How the Big Bang Explains the Abundance of Elements
The term nucleosynthesis refers to the formation of heavier elements than hydrogen.
One second after the Big Bang, the temperature of the universe was roughly 10 billion degrees and was filled with a soup of neutrons, protons, electrons, anti-electrons (positrons), photons, neutrinos and other particles. As the universe cooled, the neutrons either decayed into protons and electrons or combined with protons to make deuterium (an isotope of hydrogen). During the first three minutes of the universe, most of the deuterium combined to make helium with trace amounts of lithium.
The predicted abundance of deuterium, helium and lithium depends on the density of ordinary matter in the early universe. Studies indicate the abundance of helium is relatively insensitive to the abundance of ordinary matter, above a certain threshold. We generically expect about 24% by mass of the ordinary matter in the universe to be helium produced in the Big Bang, consistent with observations.
Given a precise measurement of the abundance of ordinary matter, the predicted abundances of the other light elements becomes highly constrained. The WMAP satellite is able to directly measure the ordinary matter density and finds a value of 4.6% (±0.2%), indicated by the vertical red line in the graph. This leads to predicted abundances shown by the circles in the graph, which are in good agreement with observed abundances. This is an important and detailed test of nucleosynthesis and is further evidence in support of the Big Bang theory.

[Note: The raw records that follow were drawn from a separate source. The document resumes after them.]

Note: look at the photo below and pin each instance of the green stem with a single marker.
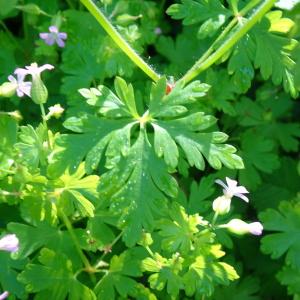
(111, 245)
(70, 3)
(203, 64)
(45, 124)
(214, 220)
(118, 39)
(232, 23)
(85, 261)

Why Nucleosynthesis in the Early Universe Cannot Account for Abundances of Heavier Elements
Elements heavier than lithium are all synthesized in stars. During the late stages of stellar evolution, massive stars burn helium to carbon, oxygen, silicon, sulfur, and iron. Elements heavier than iron are produced in two ways: in the outer envelopes of super-giant stars and in the explosion of a supernovae. Most elements could not have been made in the early universe. Neutrons decay in about 10 minutes, and their density decreases as the universe expands in that time. There just isn't enough time to keep building up to the heavier elements before the neutrons are gone. The heavy elements are made later, in stars.